I’d invited everyone over to play cards on a warm Friday night in June.  Zach was upstairs asleep and we were listening to Jimmy Buffett on the CD player in the kitchen as we talked and drank and played.  The one advantage to my current living situation was that I could have friends over whenever I wanted.  It was small consolation, but I was trying to keep my head above water these days.

My friends were concerned about me, certainly after the last bit of news about my father had surfaced.  None of them knew at all what to do or say, but they kept showing up unexpectedly to share a takeout meal or to offer to watch Zach while I went out with some of the rest of the group.  They could sense I was pulling back from them, uncomfortable with sharing how sad and alone I felt.  I didn’t want to always wear the cheery mask that I felt was necessary to keep my friends satisfied.   What was becoming clear to me was that my friends didn’t care if I was sad or bitter; they would do what they could to help me until the clouds parted and I found something in my life to smile about.
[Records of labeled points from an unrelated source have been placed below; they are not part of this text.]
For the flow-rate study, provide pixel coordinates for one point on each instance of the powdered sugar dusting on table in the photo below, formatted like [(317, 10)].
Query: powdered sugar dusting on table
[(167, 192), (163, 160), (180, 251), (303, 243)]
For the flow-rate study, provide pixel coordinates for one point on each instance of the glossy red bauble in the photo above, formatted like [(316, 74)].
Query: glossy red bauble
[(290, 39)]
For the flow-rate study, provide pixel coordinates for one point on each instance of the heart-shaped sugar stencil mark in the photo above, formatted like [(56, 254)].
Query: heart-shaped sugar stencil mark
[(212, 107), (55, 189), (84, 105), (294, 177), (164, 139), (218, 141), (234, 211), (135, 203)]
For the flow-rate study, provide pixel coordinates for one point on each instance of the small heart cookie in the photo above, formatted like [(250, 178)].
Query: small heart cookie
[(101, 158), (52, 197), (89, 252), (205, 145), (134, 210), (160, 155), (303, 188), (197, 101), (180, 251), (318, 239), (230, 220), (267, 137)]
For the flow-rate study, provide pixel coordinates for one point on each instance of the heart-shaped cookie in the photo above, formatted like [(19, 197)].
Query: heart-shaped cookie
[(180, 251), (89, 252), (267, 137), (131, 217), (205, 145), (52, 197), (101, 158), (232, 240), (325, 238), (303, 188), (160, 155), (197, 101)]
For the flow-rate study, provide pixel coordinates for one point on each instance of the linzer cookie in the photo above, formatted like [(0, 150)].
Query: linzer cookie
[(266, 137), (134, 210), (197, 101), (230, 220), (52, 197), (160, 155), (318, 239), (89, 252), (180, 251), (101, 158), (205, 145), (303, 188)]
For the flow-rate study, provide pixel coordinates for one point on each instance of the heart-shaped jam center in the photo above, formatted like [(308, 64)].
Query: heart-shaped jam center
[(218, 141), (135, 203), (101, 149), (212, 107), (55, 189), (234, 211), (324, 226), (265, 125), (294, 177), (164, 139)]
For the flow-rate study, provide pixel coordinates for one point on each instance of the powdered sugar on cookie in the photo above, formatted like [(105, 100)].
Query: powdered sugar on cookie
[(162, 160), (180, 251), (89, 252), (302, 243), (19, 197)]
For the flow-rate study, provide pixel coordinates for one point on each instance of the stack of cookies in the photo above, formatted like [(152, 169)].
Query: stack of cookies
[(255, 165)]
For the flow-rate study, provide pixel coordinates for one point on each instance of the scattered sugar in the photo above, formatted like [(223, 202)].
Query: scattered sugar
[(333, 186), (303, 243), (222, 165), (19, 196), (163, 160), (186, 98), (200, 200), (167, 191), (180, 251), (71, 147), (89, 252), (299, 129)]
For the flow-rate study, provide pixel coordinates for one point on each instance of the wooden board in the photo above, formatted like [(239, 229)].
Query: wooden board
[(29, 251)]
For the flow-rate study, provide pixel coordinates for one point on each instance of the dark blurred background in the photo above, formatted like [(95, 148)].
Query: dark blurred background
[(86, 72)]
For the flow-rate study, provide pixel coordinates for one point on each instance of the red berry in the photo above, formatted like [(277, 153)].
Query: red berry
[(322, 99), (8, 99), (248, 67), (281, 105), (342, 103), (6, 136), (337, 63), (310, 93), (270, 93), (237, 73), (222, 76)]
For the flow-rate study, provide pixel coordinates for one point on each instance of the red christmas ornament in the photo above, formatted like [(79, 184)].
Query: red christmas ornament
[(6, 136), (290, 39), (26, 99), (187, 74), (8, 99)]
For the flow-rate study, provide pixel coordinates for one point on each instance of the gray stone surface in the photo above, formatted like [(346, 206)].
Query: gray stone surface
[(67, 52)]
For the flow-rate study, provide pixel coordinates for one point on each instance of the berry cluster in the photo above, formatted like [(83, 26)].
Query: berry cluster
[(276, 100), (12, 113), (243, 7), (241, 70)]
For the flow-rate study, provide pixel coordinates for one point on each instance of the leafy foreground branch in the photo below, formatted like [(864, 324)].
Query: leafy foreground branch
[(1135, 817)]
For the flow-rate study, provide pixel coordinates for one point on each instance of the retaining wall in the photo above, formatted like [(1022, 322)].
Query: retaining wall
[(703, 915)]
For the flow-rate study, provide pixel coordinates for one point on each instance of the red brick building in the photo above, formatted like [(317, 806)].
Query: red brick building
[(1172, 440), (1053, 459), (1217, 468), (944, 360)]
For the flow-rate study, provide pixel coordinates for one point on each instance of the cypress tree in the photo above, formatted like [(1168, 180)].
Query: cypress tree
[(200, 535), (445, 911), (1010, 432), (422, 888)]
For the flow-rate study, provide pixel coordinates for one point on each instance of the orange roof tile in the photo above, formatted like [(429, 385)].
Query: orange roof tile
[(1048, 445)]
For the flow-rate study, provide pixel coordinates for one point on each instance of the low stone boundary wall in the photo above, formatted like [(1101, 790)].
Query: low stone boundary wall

“Hearts,” Karen responded, grabbing a swig of her wine cooler.  “So, what’s the latest on the job hunt?” she asked.

“Well, it’s mostly crap.  Summer school jobs go to teachers who are already employed within school districts, not substitutes.  There are more teachers than jobs to go around, so that’s completely out for summer income.  My friend Michelle had an idea, but I’m not sure about it.”

“What is it?” asked Karen’s boyfriend Joe.  Joe was a nice, big, bear of a guy who had been dating my friend Karen for the better part of a year now.  He was easy going, reminding me a lot of my brother in law.  He worked construction and hadn’t gone to college.  Privately, Karen worried that she was a snob for this giving her pause when Joe was as nice as he could be.

“Well, she suggested waitressing.  There’s this place up near the Burger King we all used to work at that has a restaurant and a bar.  They do dart leagues and stuff there.”  Another point in the favor of this place was that I heard that my ex, now home from school, would shoot darts there from time to time.

“Hm,” answered Jewel.  “It’s not a bad idea.  I’ve done it before.  It can be really, really good money in a busy restaurant.”

“I know.  That’s why I’m thinking it might work for the summer as a bridge until I can find a position for the fall.  The problem is that it would be all nights for the most part.  So my daycare place wouldn’t work.  I’d have to hire sitters.”

“I’m sure between all of your friends you could work something out,” Karen offered.  “I wouldn’t worry about that so much.”

“You think?” I asked.  The thought of it actually made my stomach turn.  I was a college graduate.  It seemed somehow backwards to work as a waitress after I’d been employed as a teacher the whole year.  “I kind of hate the idea.”

Jewel shook her head.  “Think about it.  You could make working three nights a week what it took you five days to earn substitute teaching, plus the childcare would be less.  It’s a good idea.  You should consider it.”

Joe nodded.  “There’s no shame in taking a job to get by in the short term.  It’s not like you’re looking on this as a new career path.”

I took a swig of my vodka and cranberry juice.  “I know you guys are right.  I just kind of needed someone else to tell me that it was the right thing to do.  Now, who can beat this?” I said proudly as I laid down the right bower card, winning the game.

I looked around at my friends laughing and groaning, and breathed.  Just a little.  But enough.